The qualities listed above - confidence, sensuality, effortlessness, steadiness, simplicity etc are traits within every dancer. The key is finding the right learning environment or teacher who can harness these qualities and bring them out from the inner depth. It is also very likely that different teacher’s will bring out different qualities at different times of your life; so, it’s important to be conscious of yourself as a learner whilst in the presence of a teacher. Saying that, some of the best learning experiences or revelations happen when you least expect them so whatever the lesson, endure & embrace it.
I have always tried to create a warm, safe and relaxed atmosphere in my classes but I’ll admit, in the past, it has backlashed on me because the boundaries between teacher and student can become blurred. When you get to know a student, meet them regularly and are a crucial part of their opening, issues related to attachment, acceptance and ego can surface and create false expectations, misunderstandings, and eventually, loss. Thankfully, I don’t dwell on such experiences. I believe life is too short to over-think situations. One should understand, learn and grow so that one’s personal development doesn’t stop.
Choosing a teacher
When you choose a Bellydancing teacher, like any education, it is important to choose a teacher that will meet your requisites and supply your needs. Choose a teacher that will steer your development in the correct direction and support, mentor and guide you with earnest energy and endless enthusiasm. Remember, different teachers will appeal to you at different stages. There are so many factors to consider: personality, teaching style, dance experience, level of the classes, day and time of the classes, the aims of the classes … the list goes on.
What I want to share during my Bellydancing classes is for women to feel confident in their skin, to love their body and exude emotion when they dance. Not to mention unleashing their feminine fire, subconscious (Bellydancing) dreams and reminding them to remain true to the reason they started Bellydancing in the first place.
Your Bellydancing Journey
I always looked in awe at ladies older than me who danced with such a grace and ease. Finally, I feel as though I have had a sneak-peak into their world through a secret window and the key really is to accept yourself. What I have realised is my emotional development has greatly impacted my Bellydance development.

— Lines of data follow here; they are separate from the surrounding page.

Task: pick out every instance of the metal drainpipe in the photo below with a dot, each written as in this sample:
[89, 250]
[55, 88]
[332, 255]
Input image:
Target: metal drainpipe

Whatever your reason for Bellydancing, don’t be clouded by other people’s reason for dancing. Try not to be steered by other dancers’ dreams and ambitions. Try and stay true to yourself. It’s natural to go through up’s and down’s with your passion, that’s what keeps the fire burning. But embrace those experiences, good and bad, and don’t be afraid to let your life beyond Bellydancing play a part in your Bellydancing development. It’s more soulful, or spiritual, than you think.